I have been focused on finishing the ngöndro so that I can get on with something else; now, though, I’m feeling that this kind of practice is something I want to be engaged with permanently. Perhaps what I have most resisted is the way in which the ngondro permeates my life – because the accumulations are so large that if you’re not in a three-year retreat, you have to be doing them all the time to make any significant pile. But actually this is the way in which, to me anyway, the ngondro turns out to be most profound: because it sacralises everything: it makes the whole of life a sacrament. In words this sounds to me kind of trite, but the depth of experiencing it, moment by moment, absolutely isn’t.

This connects for me with resistance, because when everything is a sacrament, there’s nothing to resist.
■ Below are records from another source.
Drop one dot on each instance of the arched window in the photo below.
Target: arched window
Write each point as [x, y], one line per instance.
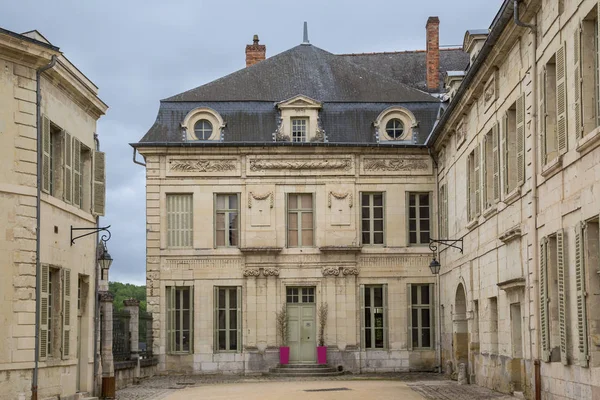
[394, 128]
[203, 129]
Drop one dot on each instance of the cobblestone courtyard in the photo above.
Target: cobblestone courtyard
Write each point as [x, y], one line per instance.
[427, 386]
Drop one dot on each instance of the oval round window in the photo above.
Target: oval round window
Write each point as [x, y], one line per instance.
[394, 128]
[203, 129]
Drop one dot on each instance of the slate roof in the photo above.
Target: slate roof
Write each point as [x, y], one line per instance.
[307, 70]
[409, 67]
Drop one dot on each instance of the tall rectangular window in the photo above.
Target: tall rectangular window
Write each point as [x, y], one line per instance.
[299, 128]
[179, 220]
[227, 220]
[419, 218]
[372, 218]
[421, 307]
[180, 301]
[300, 220]
[374, 316]
[228, 318]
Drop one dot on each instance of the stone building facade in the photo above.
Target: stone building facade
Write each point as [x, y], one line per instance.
[299, 181]
[71, 194]
[518, 169]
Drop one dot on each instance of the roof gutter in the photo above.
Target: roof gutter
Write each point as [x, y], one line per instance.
[502, 19]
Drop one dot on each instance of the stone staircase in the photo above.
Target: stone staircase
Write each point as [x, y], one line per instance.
[303, 370]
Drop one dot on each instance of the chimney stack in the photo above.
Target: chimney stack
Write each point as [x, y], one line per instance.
[433, 53]
[255, 52]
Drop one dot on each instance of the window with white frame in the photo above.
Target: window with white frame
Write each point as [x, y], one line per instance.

And when resistance dissolves, what comes in its place is a certain buoyancy, a lightness, a sort of fundamental laughter at the nature of things and the way we keep getting taken in: nothing being taken in by nothing.

As ever when some body of knowledge or practice seeps down, when it is assimilated on a deeper level, many pathways have opened. So many that it’s a bit overwhelming. I see that they connect, because I am holding all the ends, like so many balls of string. They connect because I am the connecting point, and somehow I know they all join up again at the other end. Some of them may turn out to be blind, but most of them need to be walked in order to tie this knot, and that is exciting, challenging and a little bit breathtaking.

Tsultrim Allione has written about how much of spiritual life must remain unspoken. This is not because certain practices, or aspects of practices, are traditionally labelled esoteric (although some of mine are) but because some spiritual processes need silence to mature, as a seed needs the darkness of the earth. I’ve often been frustrated and dismayed at the way the meaning of redolent experiences dissolves when I attempt to put them into words. It seems to me now that this insubmissibility to language is really just the inherent way in which the process protects itself. It is necessary. While this blog might appear to be an exposure, really it tells only a fraction of a part of one story, and it can’t be any other way.